Одноклассники сжимали одноразовые стаканчики, наполненные тошнотворно сладким вином; заливисто смеялись, шутили, с веселым садистским хрустом наступая на оброненные пластмассовые вилки. И делились планами на будущее. Говорили о сложностях поступления, о выборе вуза, о переезде в другие города и страны. В основном собирались поступать в московские вузы на менеджмент или финансы.
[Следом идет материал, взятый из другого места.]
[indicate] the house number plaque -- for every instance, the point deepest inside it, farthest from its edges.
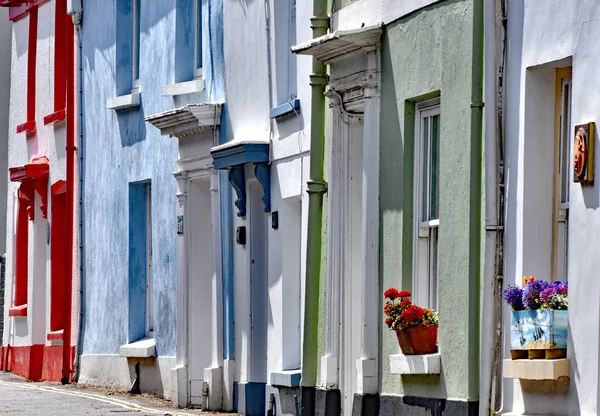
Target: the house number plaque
(180, 225)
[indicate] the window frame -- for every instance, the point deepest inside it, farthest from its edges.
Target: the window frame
(562, 173)
(149, 280)
(198, 47)
(135, 45)
(425, 293)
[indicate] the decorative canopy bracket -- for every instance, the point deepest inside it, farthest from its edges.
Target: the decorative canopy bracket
(234, 156)
(237, 179)
(33, 176)
(263, 174)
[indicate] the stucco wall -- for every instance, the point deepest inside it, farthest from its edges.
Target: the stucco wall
(540, 34)
(5, 33)
(423, 55)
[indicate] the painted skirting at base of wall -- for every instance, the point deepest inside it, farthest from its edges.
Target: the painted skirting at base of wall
(251, 398)
(422, 406)
(113, 371)
(328, 403)
(34, 362)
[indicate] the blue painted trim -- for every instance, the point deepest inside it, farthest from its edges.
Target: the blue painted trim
(263, 174)
(227, 249)
(286, 108)
(240, 154)
(237, 179)
(251, 398)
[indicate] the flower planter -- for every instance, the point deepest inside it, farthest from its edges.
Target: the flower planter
(541, 329)
(418, 340)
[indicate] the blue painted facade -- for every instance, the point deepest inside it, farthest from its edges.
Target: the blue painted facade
(123, 151)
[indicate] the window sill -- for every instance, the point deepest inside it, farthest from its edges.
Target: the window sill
(124, 101)
(182, 88)
(27, 127)
(55, 117)
(144, 348)
(415, 364)
(291, 106)
(286, 378)
(537, 369)
(20, 310)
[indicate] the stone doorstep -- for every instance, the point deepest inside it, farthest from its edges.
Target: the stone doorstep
(143, 348)
(536, 369)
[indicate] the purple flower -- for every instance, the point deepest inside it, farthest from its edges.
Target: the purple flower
(532, 294)
(513, 295)
(547, 293)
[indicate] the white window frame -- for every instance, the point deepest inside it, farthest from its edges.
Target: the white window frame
(149, 280)
(135, 51)
(425, 236)
(197, 39)
(565, 177)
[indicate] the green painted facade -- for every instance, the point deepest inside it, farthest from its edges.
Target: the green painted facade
(435, 51)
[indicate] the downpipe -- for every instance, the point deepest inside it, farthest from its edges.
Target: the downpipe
(492, 324)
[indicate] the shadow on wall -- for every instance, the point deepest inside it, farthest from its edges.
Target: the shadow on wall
(591, 194)
(132, 127)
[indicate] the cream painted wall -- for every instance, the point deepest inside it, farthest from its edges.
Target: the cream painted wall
(540, 33)
(5, 33)
(250, 87)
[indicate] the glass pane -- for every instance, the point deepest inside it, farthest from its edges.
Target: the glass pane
(425, 167)
(136, 40)
(434, 192)
(198, 33)
(564, 143)
(433, 268)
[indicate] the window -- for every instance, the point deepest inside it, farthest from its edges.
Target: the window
(562, 175)
(141, 310)
(285, 61)
(149, 308)
(135, 50)
(188, 41)
(427, 144)
(197, 38)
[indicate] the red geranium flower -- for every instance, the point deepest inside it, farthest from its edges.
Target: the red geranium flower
(413, 313)
(391, 293)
Уверенность в своем выборе излучали почти все, и Веру это не удивляло. Ее одноклассники, за исключением нескольких отпетых двоечников и разгильдяев, всегда были чрезвычайно твердыми, целеустремленными людьми. А еще невыносимо активными, наполненными планами до самых краев сознания (все-таки школа была почти элитная, а не какая-нибудь там тридцать седьмая). Класса с восьмого эти активные люди не могли допустить даже крошечных пустот – ни в графике, ни в голове. Каждая крошечная пустота срочно должна была заполняться чем-то полезным и продуктивным. В основном всевозможными кружками и курсами. Ведь жизнь слишком коротка для праздного созерцания. И поэтому нужно было ни на секунду не останавливаться, нужно было бежать за пользой для себя, бежать без оглядки, самозабвенно. Как саблезубая белка за желудем. Вере иногда казалось, что ее одноклассники пытаются накопить свободное время на еще одну жизнь. Наэкономить столько свободных минут, чтобы хватило на долгие беззаботные годы. И как-нибудь потом, уже в другом облике и другой обстановке, сполна насладиться ими – кровными, нерастраченными. Предусмотрительно оставленными про запас.
Вера в следующую жизнь в принципе верила. По крайней мере, не отрицала, что после смерти возможно некое продолжение. Но оставлять время про запас ей совсем не хотелось.
– А ты, Веруня, что собираешься делать после окончания школы? – вдруг спросила отличница Регина, вытягивая зубами из пиццы сырные нитки.
Вера в ответ пожала плечами:
– Ничего. Пока ничего не собираюсь.
– В смысле – ничего? – вступил в разговор Антон Самсонов. – А куда ты думаешь поступать?
– Никуда. Во всяком случае, не сразу. В армию меня все равно не заберут.
– Ну а заниматься-то чем будешь после школы? – не унималась Регина.
От приторного вина и настырного чужого любопытства становилось душно и немного тоскливо.
– Я же говорю – ничем. Просто жить.
Отличница Регина залпом допила остатки желтоватой мускатной жидкости и чуть заметно скривила губы:
– Ну послушай, Веруня, после окончания школы не время просто жить.
Вера отвернулась и посмотрела в окно, на пышные кусты сирени, на дворовую помойку, покрытую кровянисто-ржавыми язвами. На неподвижные качели – тоже с воспаленной ржавчиной. Думалось о тете Лиде, о сентябрьском лесе, наполненном хвойными терпкими запахами и медленными мыслями. О Тоне. О том, что сейчас необходимо остановиться, до конца прочувствовать и успокоить боль. Чужую боль внутри себя. Пусть даже из-за этого она опоздает на экзамены, в институт, на праздник, на будущую работу.
– А когда время? – спросила она, не поворачиваясь.
– Уж точно не в ближайшие годы. Если ты сейчас не определишься, не решишь, чего именно хочешь от жизни, то потом с каждым годом будет все труднее, – важно заметил Антон Самсонов.
– Это точно, – кивнула Вера откуда-то со дна своих мыслей. – С каждым годом будет все труднее.
После окончания десятого класса Вера еще почти три месяца утопала в мучительных воспоминаниях. Без конца теребила их, словно медленно-медленно раскачивала ноющий зуб. Отчетливое чувство вины так и не появилось: внутри горячим кровяным ручьем текла только неспешная, бездейственная боль. Неспешность все больше затягивала Веру в себя. О настоящем и будущем не думалось вовсе – только о прошлом.
Так продолжалось до того самого случая. До тех пор, пока Вера не пришла одним августовским днем к магазину товаров для малышей. Туда, где они были с Тоней во время их последней прогулки. Туда, где в мутном завитринном воздухе плавали белые музыкальные рыбки.